03012021Headline:

CPI : Dominic Ongwen coupable d’un total de 61 crimes contre l’humanité et crimes de guerre

La Cour pénale internationale s’est prononcée ce jeudi matin sur le cas de Dominic Ongwen, ancien enfant-soldat devenu un des principaux commandants de la LRA, l’Armée de résistance du Seigneur.
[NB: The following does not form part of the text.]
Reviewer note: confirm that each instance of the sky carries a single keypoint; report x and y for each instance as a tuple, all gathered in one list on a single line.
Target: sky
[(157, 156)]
« Aujourd’hui, le 4 février 2021, la Chambre de première instance IX de la Cour pénale internationale (« CPI » ou « la Cour ») a déclaré Dominic Ongwen coupable d’un total de 61 crimes contre l’humanité et crimes de guerre, commis dans le nord de l’Ouganda entre le 1er juillet 2002 et le 31 décembre 2005. Le verdict peut faire l’objet d’un appel par l’une ou l’autre des parties à la procédure dans les 30 jours suivant la notification du jugement.
La Chambre de première instance IX de la CPI, composée du juge Bertram Schmitt, juge président, du juge Péter Kovács et du juge Raul Cano Pangalangan, a analysé les éléments de preuve présentés et discutés devant elle au cours du procès et a conclu, au-delà de tout doute raisonnable, que M. Ongwen était coupable des crimes
suivants :

  • D’attaques lancées contre la population civile en tant que telle, de meurtre, de tentative de meurtre, de torture, d’esclavage, d’atteinte à la dignité de la personne, de pillage, de destruction de biens et de persécution, commis dans le contexte de quatre attaques spécifiques contre les camps de personnes déplacées à l’intérieur de leur propre pays (« camps de déplacés ») de Pajule (le 10 octobre 2003), Odek (le 29 avril 2004), Lukodi (le 19 mai 2004 ou vers cette date) et Abok (le 8 juin 2004) ;
    -De crimes sexuels et à caractère sexiste, à savoir, le mariage forcé, la torture, le viol, l’esclavage sexuel, la réduction en esclavage, la grossesse forcée et l’atteinte à la dignité de la personne qu’il a commis contre sept femmes (dont les noms et les histoires individuelles sont précisés dans le jugement) qui ont été enlevées et placées dans son foyer ;
    -D’un certain nombre d’autres crimes sexuels et à caractère sexiste qu’il a commis contre des filles et des femmes au sein de la brigade Sinia, à savoir le mariage forcé, la torture, le viol, l’esclavage sexuel et la réduction en esclavage ; et
    -Du crime de conscription et d’utilisation d’enfants de moins de 15 ans dans la brigade Sinia pour les faire participer activement aux hostilités ».